Theory Two was named Wake Sleep Algorithm[wake-up-sleep algorithm]. You need to train a generative model. And you have an idea to create a model that can generate data, has layers of feature detectors and activates the higher and lower layers, and so on, up to the activation of the pixels - creating the image, in fact. But you would like to teach her another. You would like her to recognize the data.
And so you have to do an algorithm with twophases. In the wake-up phase, the data comes in, he tries to recognize them, and instead of studying the connections he uses for recognition, he studies the generative connections. Data arrives, I activate hidden units. And then I try to teach these hidden units to recover this data. He learns to reconstruct in each layer. But the question is how to study direct connections? Therefore, the idea is that if you knew direct connections, you could learn reverse connections, because you could learn how to reconstruct.

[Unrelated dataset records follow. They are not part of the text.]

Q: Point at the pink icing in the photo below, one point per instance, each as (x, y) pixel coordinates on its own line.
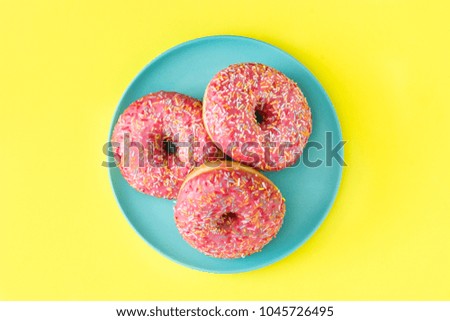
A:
(152, 119)
(229, 105)
(229, 212)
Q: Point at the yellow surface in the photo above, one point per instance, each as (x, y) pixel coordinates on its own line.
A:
(64, 66)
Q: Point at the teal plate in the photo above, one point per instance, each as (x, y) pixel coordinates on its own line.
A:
(309, 191)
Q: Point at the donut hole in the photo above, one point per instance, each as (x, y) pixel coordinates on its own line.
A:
(226, 220)
(170, 147)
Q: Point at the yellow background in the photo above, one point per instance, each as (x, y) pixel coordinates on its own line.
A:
(63, 68)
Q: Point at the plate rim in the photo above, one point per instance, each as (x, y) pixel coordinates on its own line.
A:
(276, 258)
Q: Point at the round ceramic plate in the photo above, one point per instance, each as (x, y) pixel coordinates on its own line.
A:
(309, 188)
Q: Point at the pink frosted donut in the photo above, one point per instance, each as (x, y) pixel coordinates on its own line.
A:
(227, 210)
(233, 98)
(140, 140)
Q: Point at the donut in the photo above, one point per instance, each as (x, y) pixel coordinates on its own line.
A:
(227, 210)
(144, 133)
(240, 94)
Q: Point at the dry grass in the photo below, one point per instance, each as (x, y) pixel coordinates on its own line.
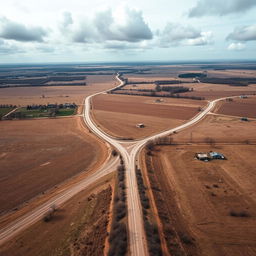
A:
(38, 154)
(52, 94)
(188, 186)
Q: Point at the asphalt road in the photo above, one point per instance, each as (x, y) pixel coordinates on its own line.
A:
(137, 237)
(129, 152)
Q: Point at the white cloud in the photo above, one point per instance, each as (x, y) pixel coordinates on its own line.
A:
(16, 31)
(246, 33)
(205, 38)
(236, 47)
(109, 25)
(176, 34)
(220, 7)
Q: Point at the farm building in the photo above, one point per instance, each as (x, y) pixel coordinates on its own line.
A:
(202, 156)
(140, 125)
(209, 156)
(216, 155)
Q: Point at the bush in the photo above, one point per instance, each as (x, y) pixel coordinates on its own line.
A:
(114, 152)
(241, 214)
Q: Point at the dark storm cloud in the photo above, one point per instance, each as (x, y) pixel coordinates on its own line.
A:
(105, 27)
(220, 7)
(246, 33)
(19, 32)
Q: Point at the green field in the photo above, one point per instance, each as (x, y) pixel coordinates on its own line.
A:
(37, 113)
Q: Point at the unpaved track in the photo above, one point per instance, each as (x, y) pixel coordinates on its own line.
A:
(137, 237)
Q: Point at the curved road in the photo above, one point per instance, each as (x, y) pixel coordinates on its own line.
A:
(137, 237)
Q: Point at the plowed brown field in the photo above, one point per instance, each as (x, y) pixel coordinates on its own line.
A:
(200, 197)
(239, 107)
(36, 155)
(118, 114)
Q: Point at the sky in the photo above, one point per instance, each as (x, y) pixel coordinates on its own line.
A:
(44, 31)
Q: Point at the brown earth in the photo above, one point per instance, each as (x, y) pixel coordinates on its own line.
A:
(118, 115)
(206, 90)
(77, 228)
(232, 73)
(239, 107)
(36, 155)
(223, 129)
(124, 125)
(200, 198)
(56, 94)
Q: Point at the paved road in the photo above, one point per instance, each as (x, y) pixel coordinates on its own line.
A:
(37, 214)
(129, 152)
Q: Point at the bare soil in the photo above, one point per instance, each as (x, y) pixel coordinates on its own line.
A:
(36, 155)
(56, 94)
(78, 228)
(239, 107)
(222, 129)
(118, 115)
(199, 198)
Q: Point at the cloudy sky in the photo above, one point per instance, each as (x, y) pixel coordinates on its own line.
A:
(133, 30)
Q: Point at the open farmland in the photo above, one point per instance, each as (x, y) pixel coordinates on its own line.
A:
(223, 129)
(79, 227)
(222, 83)
(239, 107)
(36, 155)
(210, 206)
(119, 114)
(55, 94)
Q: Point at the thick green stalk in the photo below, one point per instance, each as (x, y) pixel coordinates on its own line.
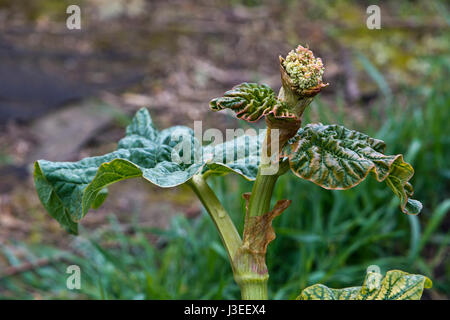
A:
(261, 195)
(227, 231)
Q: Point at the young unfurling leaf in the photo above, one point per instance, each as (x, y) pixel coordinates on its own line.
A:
(69, 189)
(337, 158)
(396, 285)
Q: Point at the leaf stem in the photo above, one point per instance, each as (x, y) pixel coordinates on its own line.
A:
(227, 230)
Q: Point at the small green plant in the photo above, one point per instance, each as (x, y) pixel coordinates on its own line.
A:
(330, 156)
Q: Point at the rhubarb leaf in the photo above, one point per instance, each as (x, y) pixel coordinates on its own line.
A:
(165, 158)
(396, 285)
(337, 158)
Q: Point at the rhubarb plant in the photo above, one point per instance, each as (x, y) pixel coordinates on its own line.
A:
(328, 155)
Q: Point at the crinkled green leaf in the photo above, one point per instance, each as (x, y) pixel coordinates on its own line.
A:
(396, 285)
(335, 157)
(166, 158)
(251, 101)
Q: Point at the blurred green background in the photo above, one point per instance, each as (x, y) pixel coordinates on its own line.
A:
(68, 94)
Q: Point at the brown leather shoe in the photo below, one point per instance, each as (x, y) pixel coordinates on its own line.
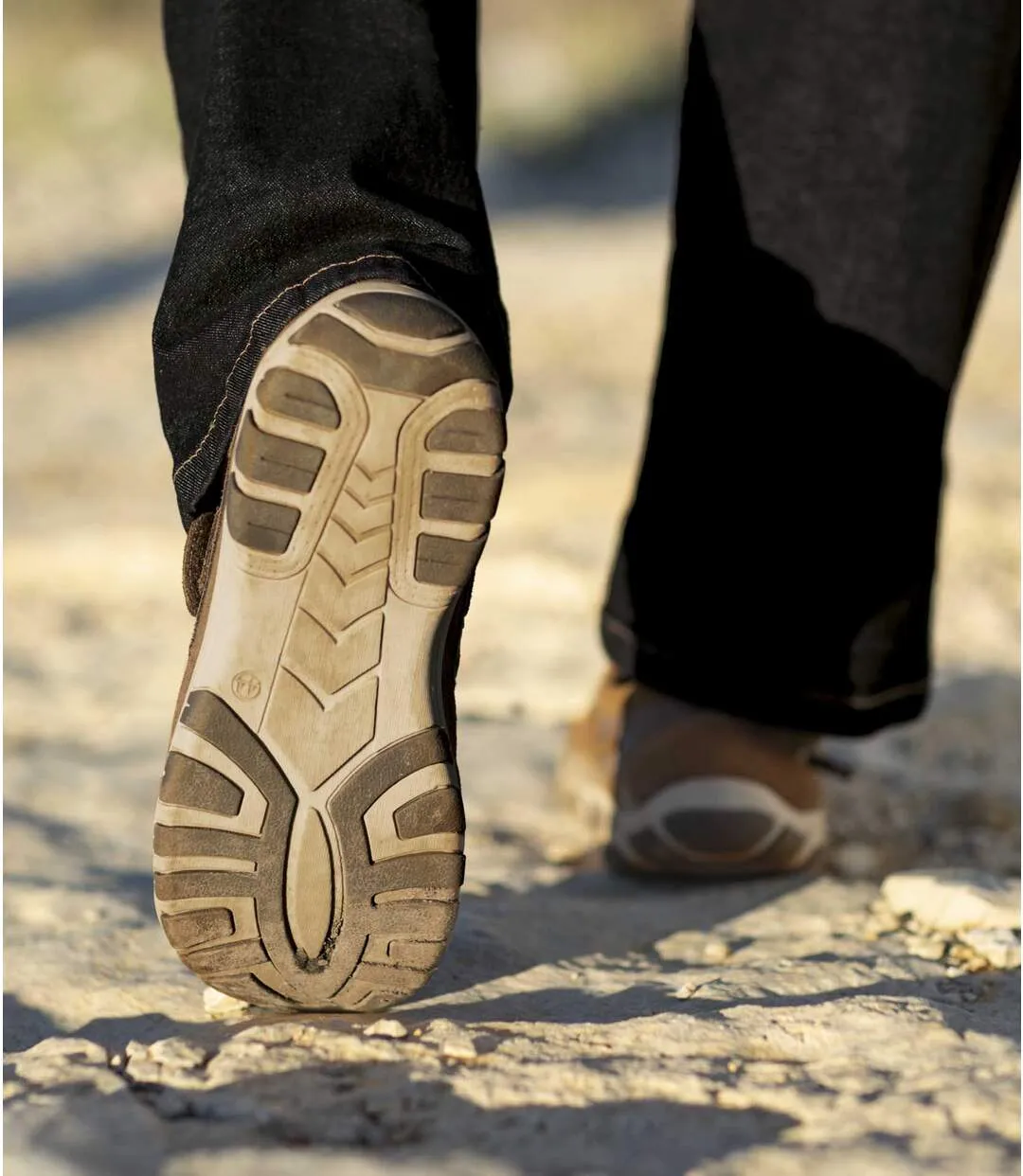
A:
(678, 791)
(308, 845)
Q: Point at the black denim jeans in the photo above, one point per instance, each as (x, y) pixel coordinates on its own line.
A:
(844, 169)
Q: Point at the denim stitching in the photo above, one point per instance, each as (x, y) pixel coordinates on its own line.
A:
(277, 297)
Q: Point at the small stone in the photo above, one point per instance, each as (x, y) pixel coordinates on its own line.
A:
(716, 952)
(220, 1005)
(386, 1028)
(954, 900)
(686, 990)
(997, 947)
(453, 1041)
(176, 1054)
(458, 1049)
(925, 947)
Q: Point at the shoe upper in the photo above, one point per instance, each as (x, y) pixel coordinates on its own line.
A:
(685, 791)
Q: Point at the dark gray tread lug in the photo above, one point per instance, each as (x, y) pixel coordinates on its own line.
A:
(446, 562)
(403, 939)
(460, 497)
(300, 397)
(193, 928)
(261, 526)
(278, 461)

Now it also turns out that if you usereverse connections, you can learn and direct connections, because you can just start from the top and generate a bit of data. And since you are generating data, you know the states of all the hidden layers and you can study direct connections to restore these states. And that's what happens: if you start with random connections and try to alternately use both phases, everything will turn out. To work well, you will have to try different options, but it will work.
Well, what about the other two theories? We have only eight minutes left, I think, I will not have time to ask about everything.
Give me another hour, and I'll tell you about the other two.
Let's talk about what comes next. Where are your studies going? What problems are you trying to solve now?
In the end, have to work on somethingwhat work is not finished yet. I think I can work on something that I’ll never finish, called “capsules,” a theory about how visual perception is performed using reconstruction and how information is sent to the right places. The two main motivating factors were that in standard neural networks, information, activity in the layer just automatically goes somewhere, and you do not make decisions about where to send it. The idea of the capsules was to make decisions about where to send the information.
Now, when I started working on capsules, very smart people from Google invented transformers that do the same. They decide where to send the information, and this is a big victory.
Next year we will be back to talk about theories of dreams number three and number four.
Register in our chat in Telegram not to miss.
The article uses illustrations by Maria Menshikova.